I tend to agree with ZH that the ECB will continue to sound dovish and act hawkish, or, better, just do nothing. only a substantial change in the flow of money in our out of the eurozone would warrant a change, at this time

disinflation? Yes, yet mainly because the energy price component is going down. that's the best kind of disinflation, and a metric that is not even included, in the US. who would want to fight that? in a ZIRP environment? or, alternatively, isn't this a "problem" that could be "solved" by an energy tax? and again, how could the eurozone go back to normal, sane rates as long as the USD is available in near unlimited quantities for the price of nearly nothing, ready to be used for carry trade?

and don't get me started on that "asset aging" thing. nobody has ever done a serious assessment available on the net on how the eurozone banking system really works

and no, there are quite substantial differences to the US and UK, particularly on how the real economy is financed. in fact, it's this very conventional, oldfashioned, archaic banking system (megabanks excluded) which is showing signs of needing higher rates, eventually


oh, and I see that the legend that "the FED finances europe" is still alive and kicking. lol. what's next? "the FED finances Asia"? It's comparable to the fable of "the FED and the ECB being joined at the hip" (conveniently forgetting the megabank "connecting tissue")

TeraByte's picture

See the sunny side now.
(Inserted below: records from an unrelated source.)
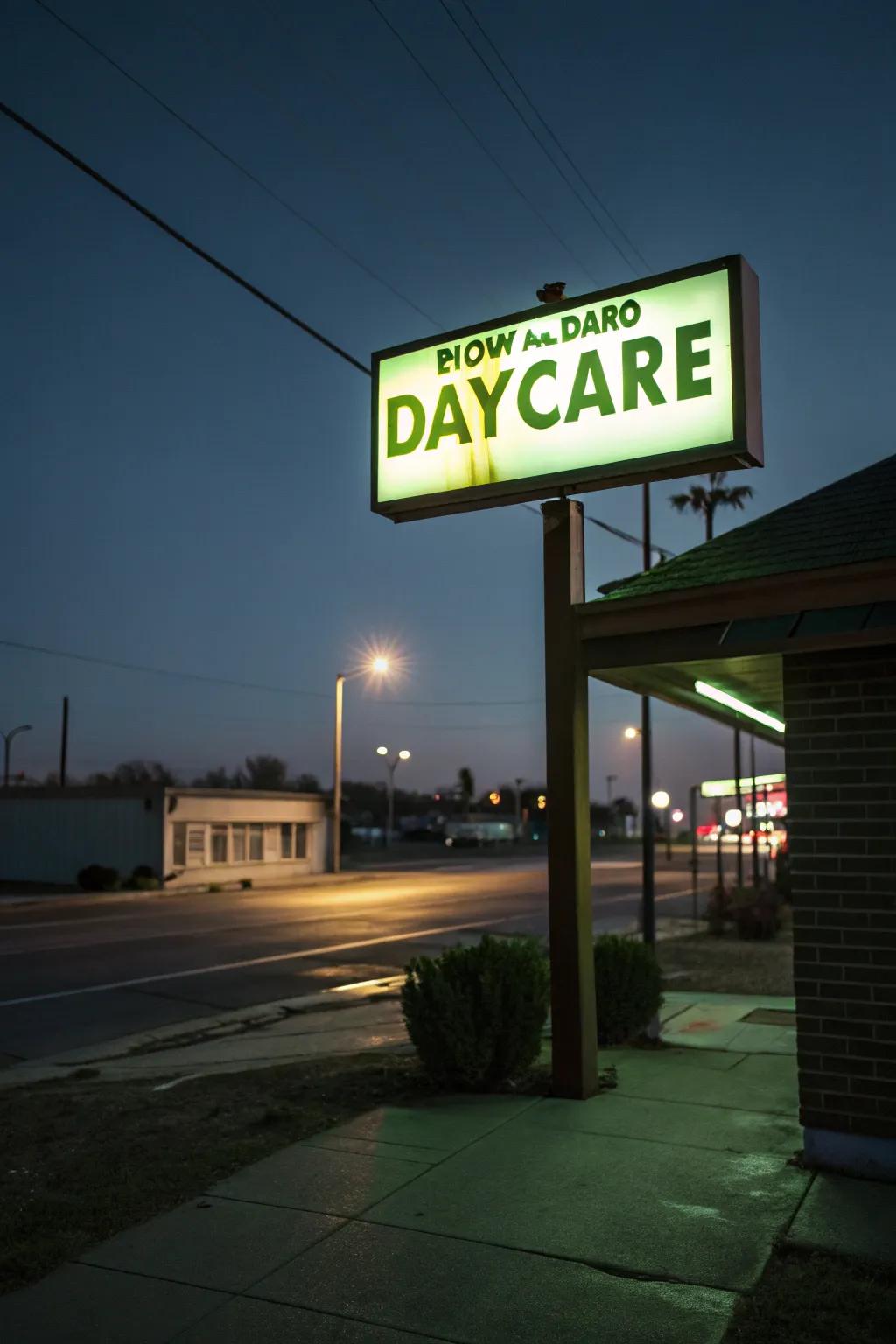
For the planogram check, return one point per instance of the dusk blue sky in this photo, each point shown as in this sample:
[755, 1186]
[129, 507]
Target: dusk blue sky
[186, 476]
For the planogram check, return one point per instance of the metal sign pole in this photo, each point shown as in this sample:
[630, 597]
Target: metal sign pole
[574, 1020]
[648, 857]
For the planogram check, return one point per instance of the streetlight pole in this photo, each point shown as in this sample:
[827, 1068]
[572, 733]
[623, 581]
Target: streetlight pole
[7, 744]
[693, 848]
[389, 789]
[378, 666]
[740, 809]
[338, 774]
[754, 827]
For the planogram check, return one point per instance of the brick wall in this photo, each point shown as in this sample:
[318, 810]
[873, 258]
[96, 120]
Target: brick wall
[841, 782]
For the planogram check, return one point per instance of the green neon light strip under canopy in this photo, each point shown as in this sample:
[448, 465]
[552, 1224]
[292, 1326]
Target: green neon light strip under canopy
[731, 702]
[727, 788]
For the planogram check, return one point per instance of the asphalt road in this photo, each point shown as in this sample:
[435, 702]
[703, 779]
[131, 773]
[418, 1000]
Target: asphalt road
[74, 972]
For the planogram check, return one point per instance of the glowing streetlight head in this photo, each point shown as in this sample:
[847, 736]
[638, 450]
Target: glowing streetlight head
[731, 702]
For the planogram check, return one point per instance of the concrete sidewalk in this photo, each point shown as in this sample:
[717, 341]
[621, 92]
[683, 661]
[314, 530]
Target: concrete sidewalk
[640, 1215]
[368, 1016]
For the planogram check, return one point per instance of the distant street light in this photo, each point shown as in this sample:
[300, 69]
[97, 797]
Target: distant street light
[391, 766]
[660, 802]
[378, 666]
[7, 742]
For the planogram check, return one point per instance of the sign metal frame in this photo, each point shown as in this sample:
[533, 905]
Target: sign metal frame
[743, 449]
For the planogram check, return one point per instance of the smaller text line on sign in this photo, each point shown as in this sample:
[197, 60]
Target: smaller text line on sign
[632, 383]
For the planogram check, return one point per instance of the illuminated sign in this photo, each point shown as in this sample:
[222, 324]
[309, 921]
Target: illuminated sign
[727, 788]
[632, 383]
[731, 702]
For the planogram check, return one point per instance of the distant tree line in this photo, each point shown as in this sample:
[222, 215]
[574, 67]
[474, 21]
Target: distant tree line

By staying put on verbal ECB temporarily halt the printing press.

fukidontknow's picture

Gosh I'm glad that someone's looking after us - imagine how dreadful lower consumer prices would be. Thanks Mario. 

jubber's picture

well if the last few meetings are anything to go by  European indexes will gap up, 100 points for the DAX, nothing will be done and like magic we will be at new highs, and any recent shorts taken out, US Indexes will leap at the same time, rinse repeat.